В строю смущенно заулыбались: комиссар отгадал мысли бойцов и не дал этим мыслям завладеть людьми.
После привала отдохнувшие лошади пошли веселее. А может быть, возчики стали усердней работать кнутами. Короткая речь комиссара повлияла и на них. Мужики еще раз убедились: хлеб попал в надежные руки.
Глебка с Василием шли рядом с передней подводой.
— Слышь-ка! — обратился к ним возчик. — Комиссар-то у вас крутенек. У такого зернышко не пропадет!
— А ты думал! — ответил Василий. — Все до фунтика в Питер доставим…
— Доставите! — охотно согласился мужик. — Только б тут чего не заварилось…
— У нас ложки большие — расхлебаем! — беззаботно произнес Василий и, кивнув на топор, заткнутый у мужика за пояс, добавил: — А в случае — и вы поможите!
Шутливый тон Василия не понравился возчику.
— Пойми, об чем толкую! — сказал он. — О батьке Хмеле, что его отсюда недавно турнули… А ну как вернется?
— Не каркай! — прервал его Василий.
— На свою голову не каркают! — отозвался мужик. — Вернется — беда общая!.. Ты думаешь, он вас порешит, а с нами христосоваться зачнет?.. Всем потроха выпустит!
— Это кто ж такой? — недоверчиво спросил Глебка. Ему казалось, что возчик нарочно стращает Василия. Кто осмелится напасть на отряд? Да у них одних винтовок — двенадцать, а у бати — маузер. Он не хуже пулемета работает!

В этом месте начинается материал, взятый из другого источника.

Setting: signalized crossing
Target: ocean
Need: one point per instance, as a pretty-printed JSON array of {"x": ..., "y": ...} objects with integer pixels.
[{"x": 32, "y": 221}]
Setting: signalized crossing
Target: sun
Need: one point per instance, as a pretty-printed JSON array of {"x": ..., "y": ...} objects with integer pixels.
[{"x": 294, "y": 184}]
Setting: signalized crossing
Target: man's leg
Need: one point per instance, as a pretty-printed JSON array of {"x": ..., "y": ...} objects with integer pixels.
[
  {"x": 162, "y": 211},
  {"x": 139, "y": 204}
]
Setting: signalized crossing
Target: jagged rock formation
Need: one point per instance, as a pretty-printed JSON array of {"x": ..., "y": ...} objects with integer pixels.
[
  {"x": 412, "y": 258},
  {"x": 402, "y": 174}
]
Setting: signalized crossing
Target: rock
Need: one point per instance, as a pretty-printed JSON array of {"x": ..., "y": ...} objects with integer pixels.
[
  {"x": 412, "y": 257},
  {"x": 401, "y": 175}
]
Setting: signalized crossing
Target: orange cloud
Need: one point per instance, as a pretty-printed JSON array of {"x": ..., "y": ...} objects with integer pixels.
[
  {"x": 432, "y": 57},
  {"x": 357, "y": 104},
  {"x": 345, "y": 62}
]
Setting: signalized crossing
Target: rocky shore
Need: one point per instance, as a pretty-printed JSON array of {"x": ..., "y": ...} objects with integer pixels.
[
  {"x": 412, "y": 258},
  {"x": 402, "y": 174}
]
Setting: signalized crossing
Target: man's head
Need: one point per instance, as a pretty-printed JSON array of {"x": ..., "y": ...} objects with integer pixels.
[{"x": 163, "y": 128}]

Мужик сплюнул и долго не отвечал на Глебкин вопрос, но потом все-таки глухо произнес в бороду:
— Унтер царский… Банду водит…
Батька Хмель держал в страхе всю губернию. Время было трудное. У Советской власти хватало врагов поопасней этой банды. Все, кто мог держать в руках оружие, сражались на фронтах гражданской войны. Этим и пользовался батька Хмель. Он посадил банду на коней и неожиданно появлялся то там, то здесь. Бандиты поджигали избы красных фронтовиков, убивали активистов, совершали налеты на мелкие железнодорожные станции, обыскивали пассажиров и забирали ценные вещи.
Незадолго до прибытия продотряда батька Хмель вывел свою банду на одну из станций. Не знал он, что как раз в это время там стоял воинский эшелон, следовавший на фронт. Красноармейцы встретили бандитов дружными залпами и долго преследовали их по глухим проселочным дорогам.
«Кавалерия» батьки Хмеля с трудом ушла от окончательного разгрома и притаилась где-то в лесной глуши. Последние недели о банде не было слышно.